Genes and transcripts involved in nitrogen fixation and nitrogen cycling pathways. a Relative abundance of genes and transcripts for nitrogen cycling in the in metagenomic (MG) and metatranscriptomic (MT) contigs from the hindguts of E. Pulchripes and G. connexa. Included are the genes involved in nitrogen fixation, nitrite oxidation, nitrate reduction, nitrite reduction to ammonia, nitrite reduction, nitric oxide reduction, nitrous oxide reduction, and urea utilisation. Full names of the gene families and their corresponding KEGG IDs are available in Table S13 (b) A heatmap showing the relative abundance of the genes and transcripts in each MAG with at least one of the genes. TPM+1. The tree was reconstructed using 39 concatenated bacterial single copy gene (ribosomal proteins) from our MAGs

The nifDKH genes in E. pulchripes were encoded and expressed by a MAG assigned to Pantoea cypripedii (Proteobacteria; Fig. 4b and Table S15). The same MAG was also present in G. connexa, but the nifH gene was not transcribed. In addition, six unclassified Firmicutes from E. pulchripes (4 Lachnospiraceae, 1 Christensenellales, and 1 Oscillospirales (CAG-74 family)) encoded only the nifH gene. The occurrence of active biological nitrogen in E. pulchripes but not in G. connexa was corroborated using ARA, which showed ethylene accumulation only in E. pulchripes (with or without litter; Fig. S5).

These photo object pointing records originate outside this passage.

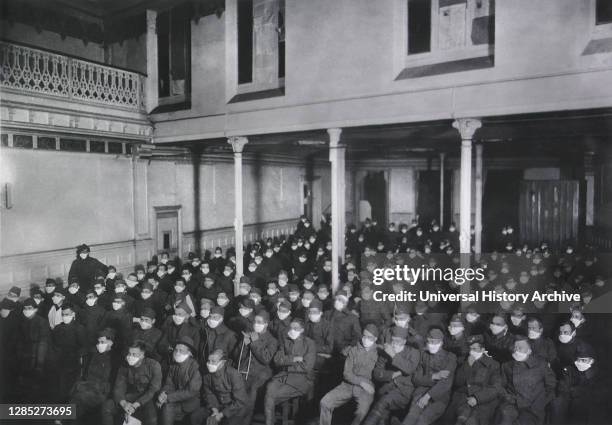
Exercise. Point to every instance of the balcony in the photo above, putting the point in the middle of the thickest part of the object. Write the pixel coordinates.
(26, 70)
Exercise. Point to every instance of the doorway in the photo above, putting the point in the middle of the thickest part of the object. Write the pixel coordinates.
(167, 227)
(428, 196)
(500, 204)
(375, 192)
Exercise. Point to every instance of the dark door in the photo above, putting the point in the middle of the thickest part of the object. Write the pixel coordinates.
(375, 192)
(499, 205)
(549, 211)
(428, 200)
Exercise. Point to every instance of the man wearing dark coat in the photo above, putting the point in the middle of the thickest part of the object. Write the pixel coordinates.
(85, 268)
(216, 336)
(477, 387)
(32, 348)
(528, 386)
(68, 347)
(180, 394)
(224, 398)
(254, 359)
(295, 358)
(137, 383)
(90, 392)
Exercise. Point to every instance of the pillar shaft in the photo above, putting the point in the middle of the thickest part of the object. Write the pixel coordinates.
(238, 145)
(478, 200)
(442, 189)
(467, 127)
(151, 83)
(337, 158)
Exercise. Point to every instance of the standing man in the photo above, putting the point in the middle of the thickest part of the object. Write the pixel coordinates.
(296, 359)
(135, 386)
(357, 383)
(85, 268)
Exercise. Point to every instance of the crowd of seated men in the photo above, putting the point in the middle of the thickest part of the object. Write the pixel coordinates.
(188, 342)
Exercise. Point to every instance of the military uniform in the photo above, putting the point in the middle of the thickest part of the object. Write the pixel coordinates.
(395, 393)
(182, 387)
(93, 389)
(528, 387)
(481, 380)
(225, 391)
(439, 390)
(358, 368)
(135, 384)
(296, 378)
(256, 358)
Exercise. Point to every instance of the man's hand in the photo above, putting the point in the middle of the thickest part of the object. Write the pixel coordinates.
(443, 374)
(423, 401)
(368, 388)
(389, 350)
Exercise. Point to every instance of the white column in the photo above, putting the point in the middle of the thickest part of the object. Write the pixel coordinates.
(238, 145)
(466, 127)
(442, 154)
(337, 158)
(151, 82)
(478, 200)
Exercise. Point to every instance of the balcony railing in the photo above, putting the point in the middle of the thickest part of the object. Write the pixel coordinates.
(33, 70)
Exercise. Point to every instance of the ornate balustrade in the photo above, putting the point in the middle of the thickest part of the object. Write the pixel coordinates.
(33, 70)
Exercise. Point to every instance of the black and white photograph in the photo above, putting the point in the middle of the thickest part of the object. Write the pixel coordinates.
(305, 212)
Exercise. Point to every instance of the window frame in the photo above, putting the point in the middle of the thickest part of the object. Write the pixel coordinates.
(599, 31)
(403, 60)
(173, 99)
(235, 91)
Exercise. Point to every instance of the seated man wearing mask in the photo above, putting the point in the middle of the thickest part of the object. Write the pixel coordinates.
(180, 395)
(176, 327)
(137, 383)
(581, 395)
(224, 398)
(433, 380)
(476, 388)
(296, 359)
(255, 359)
(395, 370)
(216, 335)
(528, 385)
(357, 383)
(90, 393)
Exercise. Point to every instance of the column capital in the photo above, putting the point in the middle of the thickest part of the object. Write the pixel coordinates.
(334, 137)
(237, 143)
(467, 127)
(151, 20)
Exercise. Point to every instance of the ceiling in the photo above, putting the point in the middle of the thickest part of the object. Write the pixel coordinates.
(558, 135)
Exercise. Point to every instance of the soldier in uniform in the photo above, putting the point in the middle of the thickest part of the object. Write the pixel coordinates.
(433, 380)
(528, 386)
(224, 398)
(477, 387)
(295, 358)
(136, 385)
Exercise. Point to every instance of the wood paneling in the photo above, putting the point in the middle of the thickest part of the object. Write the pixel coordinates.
(549, 211)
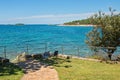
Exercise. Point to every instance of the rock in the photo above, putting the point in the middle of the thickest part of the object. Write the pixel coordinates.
(28, 56)
(4, 60)
(36, 56)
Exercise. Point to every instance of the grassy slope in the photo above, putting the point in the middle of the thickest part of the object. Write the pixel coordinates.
(85, 70)
(10, 72)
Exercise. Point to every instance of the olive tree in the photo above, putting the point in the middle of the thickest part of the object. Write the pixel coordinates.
(106, 32)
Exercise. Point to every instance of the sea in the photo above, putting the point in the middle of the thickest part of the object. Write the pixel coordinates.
(35, 39)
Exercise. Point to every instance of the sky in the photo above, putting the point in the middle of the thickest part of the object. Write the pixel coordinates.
(51, 11)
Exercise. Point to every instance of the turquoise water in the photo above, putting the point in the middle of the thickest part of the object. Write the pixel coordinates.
(40, 38)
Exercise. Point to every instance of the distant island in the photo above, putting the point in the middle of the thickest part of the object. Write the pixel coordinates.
(79, 22)
(19, 24)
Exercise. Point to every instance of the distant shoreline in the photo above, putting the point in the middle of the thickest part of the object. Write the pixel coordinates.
(89, 25)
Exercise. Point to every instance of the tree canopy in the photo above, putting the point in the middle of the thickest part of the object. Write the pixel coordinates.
(106, 33)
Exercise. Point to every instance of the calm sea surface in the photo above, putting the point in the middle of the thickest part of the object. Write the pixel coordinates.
(40, 38)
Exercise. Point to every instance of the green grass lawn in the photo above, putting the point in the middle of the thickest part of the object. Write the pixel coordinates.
(10, 72)
(76, 69)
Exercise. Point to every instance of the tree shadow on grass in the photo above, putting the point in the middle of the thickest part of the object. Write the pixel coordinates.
(56, 61)
(8, 69)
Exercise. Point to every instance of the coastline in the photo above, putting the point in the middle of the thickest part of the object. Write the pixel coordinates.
(89, 25)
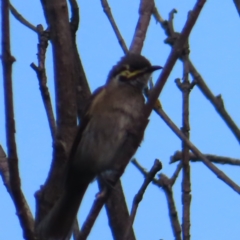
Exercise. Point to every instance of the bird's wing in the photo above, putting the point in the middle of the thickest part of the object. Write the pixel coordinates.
(84, 121)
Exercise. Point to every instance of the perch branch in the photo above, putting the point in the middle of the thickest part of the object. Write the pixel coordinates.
(22, 209)
(108, 12)
(213, 158)
(157, 166)
(21, 19)
(42, 77)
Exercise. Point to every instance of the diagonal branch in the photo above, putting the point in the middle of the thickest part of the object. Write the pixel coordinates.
(40, 70)
(185, 87)
(145, 11)
(166, 184)
(213, 158)
(157, 166)
(237, 5)
(221, 175)
(175, 53)
(108, 12)
(133, 142)
(21, 19)
(22, 209)
(217, 102)
(75, 15)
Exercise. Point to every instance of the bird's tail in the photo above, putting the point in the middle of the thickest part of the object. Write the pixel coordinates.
(59, 221)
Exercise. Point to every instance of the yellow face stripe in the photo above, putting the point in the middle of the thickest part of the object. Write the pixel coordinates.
(128, 74)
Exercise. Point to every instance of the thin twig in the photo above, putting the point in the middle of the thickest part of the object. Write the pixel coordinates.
(21, 19)
(237, 5)
(22, 209)
(175, 53)
(185, 88)
(157, 166)
(75, 15)
(108, 12)
(221, 175)
(145, 11)
(133, 141)
(95, 210)
(42, 78)
(166, 184)
(216, 101)
(4, 169)
(76, 230)
(212, 158)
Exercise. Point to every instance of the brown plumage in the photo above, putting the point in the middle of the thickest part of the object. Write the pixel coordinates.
(111, 113)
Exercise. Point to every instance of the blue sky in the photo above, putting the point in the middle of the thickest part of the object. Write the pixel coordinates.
(215, 51)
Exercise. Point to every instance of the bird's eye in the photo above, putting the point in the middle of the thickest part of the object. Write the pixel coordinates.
(124, 75)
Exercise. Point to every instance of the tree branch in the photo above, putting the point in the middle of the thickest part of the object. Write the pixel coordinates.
(145, 11)
(221, 175)
(40, 70)
(22, 209)
(157, 166)
(217, 101)
(175, 53)
(213, 158)
(185, 87)
(166, 184)
(108, 12)
(75, 15)
(21, 19)
(237, 5)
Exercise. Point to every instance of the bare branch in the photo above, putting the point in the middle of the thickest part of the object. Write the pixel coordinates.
(4, 169)
(213, 158)
(108, 12)
(237, 5)
(221, 175)
(42, 77)
(117, 212)
(185, 88)
(75, 15)
(166, 184)
(95, 210)
(157, 166)
(176, 173)
(76, 230)
(216, 101)
(22, 209)
(21, 19)
(145, 11)
(176, 51)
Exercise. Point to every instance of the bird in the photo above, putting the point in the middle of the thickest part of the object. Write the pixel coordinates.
(109, 116)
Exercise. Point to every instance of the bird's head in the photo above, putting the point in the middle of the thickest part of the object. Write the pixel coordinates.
(132, 69)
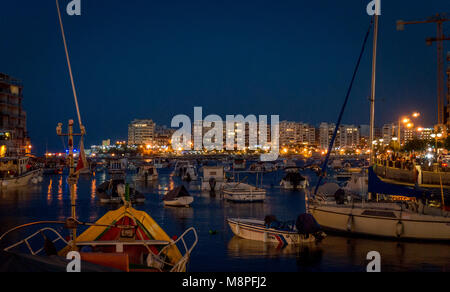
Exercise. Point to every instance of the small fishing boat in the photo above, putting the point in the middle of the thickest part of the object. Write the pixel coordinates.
(124, 240)
(185, 170)
(17, 172)
(178, 197)
(293, 181)
(304, 230)
(146, 173)
(189, 173)
(242, 192)
(111, 191)
(239, 164)
(213, 178)
(160, 163)
(117, 166)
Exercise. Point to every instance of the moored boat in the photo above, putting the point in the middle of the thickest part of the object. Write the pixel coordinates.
(146, 173)
(16, 172)
(213, 178)
(284, 233)
(178, 197)
(293, 181)
(242, 192)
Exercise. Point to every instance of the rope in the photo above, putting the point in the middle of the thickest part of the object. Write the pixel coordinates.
(338, 123)
(69, 65)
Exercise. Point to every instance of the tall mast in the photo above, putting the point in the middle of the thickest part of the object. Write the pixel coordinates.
(372, 97)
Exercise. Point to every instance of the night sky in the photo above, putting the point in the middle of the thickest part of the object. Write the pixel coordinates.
(155, 59)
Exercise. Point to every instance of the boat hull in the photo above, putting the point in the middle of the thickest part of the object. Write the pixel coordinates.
(180, 202)
(32, 177)
(287, 185)
(388, 224)
(255, 230)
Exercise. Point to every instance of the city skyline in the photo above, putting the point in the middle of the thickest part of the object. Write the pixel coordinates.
(263, 50)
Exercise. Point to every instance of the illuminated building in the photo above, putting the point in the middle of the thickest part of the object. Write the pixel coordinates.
(13, 121)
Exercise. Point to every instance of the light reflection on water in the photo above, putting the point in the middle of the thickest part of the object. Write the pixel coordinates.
(223, 251)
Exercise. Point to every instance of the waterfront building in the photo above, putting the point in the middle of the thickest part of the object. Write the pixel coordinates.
(290, 133)
(13, 122)
(141, 132)
(389, 131)
(347, 137)
(425, 133)
(163, 136)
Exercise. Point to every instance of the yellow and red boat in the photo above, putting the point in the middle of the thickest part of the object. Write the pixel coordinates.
(124, 240)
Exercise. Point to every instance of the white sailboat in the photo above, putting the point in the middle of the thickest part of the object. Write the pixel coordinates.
(336, 209)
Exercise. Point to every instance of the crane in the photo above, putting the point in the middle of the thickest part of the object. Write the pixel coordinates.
(439, 20)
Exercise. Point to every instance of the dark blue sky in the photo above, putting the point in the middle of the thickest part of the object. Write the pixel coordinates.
(155, 59)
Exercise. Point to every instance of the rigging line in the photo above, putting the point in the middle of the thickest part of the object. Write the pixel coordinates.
(338, 123)
(68, 64)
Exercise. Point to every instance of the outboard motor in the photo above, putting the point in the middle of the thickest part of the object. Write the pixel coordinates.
(212, 184)
(306, 224)
(269, 219)
(340, 197)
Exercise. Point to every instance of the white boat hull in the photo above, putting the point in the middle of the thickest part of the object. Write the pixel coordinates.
(383, 223)
(255, 230)
(180, 202)
(288, 186)
(30, 178)
(149, 177)
(244, 197)
(207, 187)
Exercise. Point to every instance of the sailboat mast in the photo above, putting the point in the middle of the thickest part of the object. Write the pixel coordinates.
(372, 97)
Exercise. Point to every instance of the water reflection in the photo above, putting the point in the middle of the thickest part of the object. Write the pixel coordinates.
(209, 212)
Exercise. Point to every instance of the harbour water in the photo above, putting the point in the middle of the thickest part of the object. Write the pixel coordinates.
(218, 250)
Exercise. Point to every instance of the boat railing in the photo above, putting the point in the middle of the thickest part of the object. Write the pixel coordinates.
(26, 240)
(179, 266)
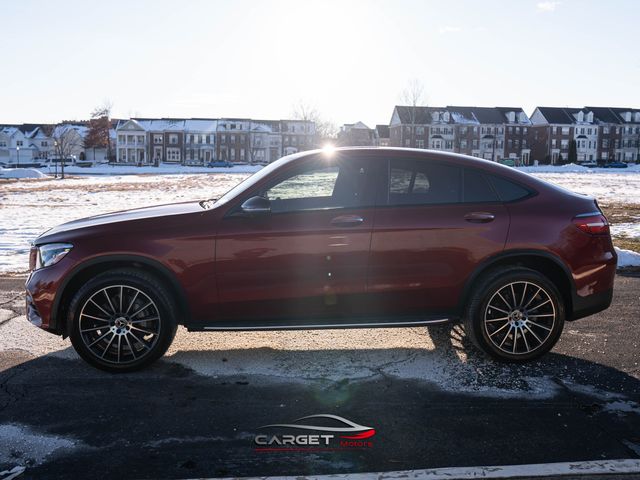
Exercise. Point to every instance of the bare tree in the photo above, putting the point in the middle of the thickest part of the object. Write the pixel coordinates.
(413, 97)
(325, 129)
(66, 141)
(100, 127)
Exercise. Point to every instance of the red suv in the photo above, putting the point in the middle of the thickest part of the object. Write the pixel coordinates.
(355, 237)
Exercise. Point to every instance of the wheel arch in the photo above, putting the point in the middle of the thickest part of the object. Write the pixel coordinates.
(546, 263)
(88, 269)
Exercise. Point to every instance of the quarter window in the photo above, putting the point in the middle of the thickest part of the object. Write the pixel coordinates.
(508, 191)
(423, 183)
(320, 186)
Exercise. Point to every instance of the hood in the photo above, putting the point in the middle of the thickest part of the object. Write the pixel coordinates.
(123, 216)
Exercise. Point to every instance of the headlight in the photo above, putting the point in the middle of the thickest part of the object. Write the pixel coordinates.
(51, 253)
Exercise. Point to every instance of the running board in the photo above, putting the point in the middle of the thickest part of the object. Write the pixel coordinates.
(316, 326)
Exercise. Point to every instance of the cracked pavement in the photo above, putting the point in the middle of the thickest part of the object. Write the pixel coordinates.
(432, 399)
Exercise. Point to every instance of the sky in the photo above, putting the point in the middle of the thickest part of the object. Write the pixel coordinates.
(350, 60)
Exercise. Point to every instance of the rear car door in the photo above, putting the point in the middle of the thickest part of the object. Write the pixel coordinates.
(308, 257)
(437, 222)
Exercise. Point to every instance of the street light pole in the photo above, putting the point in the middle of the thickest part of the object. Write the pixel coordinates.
(55, 149)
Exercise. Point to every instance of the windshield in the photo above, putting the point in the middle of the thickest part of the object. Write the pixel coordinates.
(250, 181)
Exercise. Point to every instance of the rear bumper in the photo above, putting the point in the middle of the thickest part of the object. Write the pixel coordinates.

Similarly to the case with sulfate, denitrification (nitrate and nitrite reduction) can serve as an alternative respiration pathway for bacteria in the absence of oxygen. For nitrate reduction, the membrane-bound nitrate reductases (napAB) were present and expressed in four MAGs assigned to Rhodocyclaceae (Proteobacteria) and one assigned to Cellulomonadaceae (Firmicutes) in E. pulchripes and two Proteobacteria MAGs from G. connexa (Fig. 4b). The soluble nitrate reductase genes (narGH) were encoded and expressed in four MAGs assigned to Actinobacteriota and six assigned Proteobacteria in E. pulchripes. In G. connexa, the genes were expressed in MAGs assigned to Firmicutes (3), Bacteroidota (1), and Proteobacteria (4). The second gene, nxrAB, identified as the nitrate reductase gene, was found in the same MAGs possessing narGH. The nitrite reductase genes (nirKS) and nitric oxide reductases (norBC) involved in nitrite and nitric oxide reduction through the Nir pathway were found to be encoded and expressed in Proteobacteria in both species of millipedes. Our findings showed that the nitrous oxidase accessory protein (nosD) was only present and expressed in the MAGs from Firmicutes and Proteobacteria in E. pulchripes. For the nitrous-oxide reductase (nosZ) gene, Proteobacteria possessed and expressed the gene in both species. Additionally, MAGs assigned to Deferribacterota (1) and Bacteroidota (2) also expressed the gene in E. pulchripes.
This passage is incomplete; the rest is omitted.